Pendaisons, sauts dans le vide… Pas moins de 102 cas ont ainsi été recensés l’an dernier, même si l’on ne sait exactement combien d’entre eux concernent les 15 à 24 ans. Travailleurs sociaux et responsables de structures destinées à aider les personnes en détresse tirent la sonnette d’alarme. Car les cas de suicide sont, selon eux, « révélateurs d’un profond mal-vivre, un mal être qui les pousse à commettre l’irréparable ».
« Poussés à bout, nos jeunes – fragiles et fragilisés par un environnement qui n’est pas du tout propice à ce qu’ils expriment, ou qui ventile leurs craintes et appréhensions –, commettent l’irréparable ! » Tel est le cruel constat que portent les travailleurs sociaux et les responsables de structures destinées à venir en aide aux personnes en détresse morale et affective, dont font partie de nombreux jeunes.

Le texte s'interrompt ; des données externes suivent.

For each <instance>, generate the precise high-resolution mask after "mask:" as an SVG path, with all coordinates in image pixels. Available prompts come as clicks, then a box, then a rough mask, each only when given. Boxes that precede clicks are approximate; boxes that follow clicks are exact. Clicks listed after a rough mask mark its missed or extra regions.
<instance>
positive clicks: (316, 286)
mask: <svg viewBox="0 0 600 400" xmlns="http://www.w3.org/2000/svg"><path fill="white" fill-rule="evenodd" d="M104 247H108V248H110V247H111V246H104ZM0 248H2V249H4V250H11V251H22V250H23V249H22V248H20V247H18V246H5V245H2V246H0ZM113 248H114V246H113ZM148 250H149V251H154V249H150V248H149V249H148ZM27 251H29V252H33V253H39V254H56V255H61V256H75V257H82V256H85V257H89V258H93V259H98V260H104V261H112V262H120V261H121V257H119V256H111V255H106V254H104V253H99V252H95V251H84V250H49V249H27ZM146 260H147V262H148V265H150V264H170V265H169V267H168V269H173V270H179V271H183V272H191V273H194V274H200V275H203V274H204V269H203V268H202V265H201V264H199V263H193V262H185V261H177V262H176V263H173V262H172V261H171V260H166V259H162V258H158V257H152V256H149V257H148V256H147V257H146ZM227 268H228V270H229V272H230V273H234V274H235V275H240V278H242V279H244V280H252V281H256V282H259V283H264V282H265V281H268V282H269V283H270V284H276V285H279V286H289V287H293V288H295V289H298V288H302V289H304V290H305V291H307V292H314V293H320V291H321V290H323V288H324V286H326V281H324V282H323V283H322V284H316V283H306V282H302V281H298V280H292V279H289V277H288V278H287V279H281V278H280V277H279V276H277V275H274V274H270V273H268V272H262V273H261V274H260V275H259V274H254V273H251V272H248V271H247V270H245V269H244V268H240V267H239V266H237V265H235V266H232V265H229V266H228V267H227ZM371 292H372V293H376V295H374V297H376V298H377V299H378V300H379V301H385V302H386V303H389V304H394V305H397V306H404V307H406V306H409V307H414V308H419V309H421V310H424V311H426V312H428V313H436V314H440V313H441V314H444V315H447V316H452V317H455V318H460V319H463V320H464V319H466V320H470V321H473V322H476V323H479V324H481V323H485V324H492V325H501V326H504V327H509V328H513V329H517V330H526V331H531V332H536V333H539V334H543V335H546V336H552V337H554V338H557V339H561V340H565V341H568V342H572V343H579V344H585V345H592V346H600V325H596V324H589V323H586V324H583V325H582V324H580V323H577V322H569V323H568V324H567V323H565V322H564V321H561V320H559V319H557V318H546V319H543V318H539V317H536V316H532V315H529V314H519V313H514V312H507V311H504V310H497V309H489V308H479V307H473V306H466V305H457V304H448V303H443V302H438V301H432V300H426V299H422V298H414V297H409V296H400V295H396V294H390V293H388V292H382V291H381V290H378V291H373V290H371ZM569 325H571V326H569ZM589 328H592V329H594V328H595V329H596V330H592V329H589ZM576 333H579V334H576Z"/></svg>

Mala Bonomaully, présidente de Befrienders – une Ong qui mise sur la prévention et offre une écoute des problèmes des personnes vulnérables,  susceptibles de se suicider –, est catégorique : « De nos jours, les jeunes n’ont plus personne vers qui se tourner pour parler de ce qui les préoccupe. » Et les problèmes ne manquent pas : « C’est affolant de savoir combien de jeunes vivent hantés par des traumatismes tels que l’inceste, le viol et les attouchements. Comme ce sont des sujets très délicats, ils ne peuvent en parler qu’avec des personnes de confiance. Mais si ni maman ni papa ni aucun autre proche n’est accessible, voire si ce problème est justement lié à ces personnes, le jeune n’a aucune écoute ! Du coup, il se retrouve sans personne à qui s’adresser… »
Résultat, continue Mala Bonomaully : « Ce jeune se renferme davantage sur lui-même. Le mal dont il souffre le ronge graduellement, tellement qu’il en est littéralement bouffé ! » L’adolescent ou l’enfant, explique notre interlocutrice, change alors de comportement. « Il donne des ’warning signs’. Il se néglige, ne soigne pas sa tenue, change d’habitudes alimentaires, dort mal, arrête de fréquenter ses amis… » La spirale destructrice est alors déjà enclenchée. « La personne vit très mal son problème, poursuit la présidente de Befrienders. Et elle ne peut pas compter sur ses amis. Aujourd’hui, les jeunes n’ont pas d’amis mais ont des ‘copains’, des amitiés très éphémères. Tout est temporaire dans leur vie. Ces ‘copains’ ou ‘copines’ sont là un jour, mais, le lendemain, sont avec d’autres… Le jeune n’a donc personne à qui se confier. Et si toutefois il trouve quelqu’un de son âge à qui confier ses problèmes, relève Poubarlanaden Appavoo, responsable d’une unité de Life Skills Education au ministère de la Jeunesse et des Sports, cet ami est tout aussi ignorant que lui et ne lui donnera certainement pas de bons conseils !»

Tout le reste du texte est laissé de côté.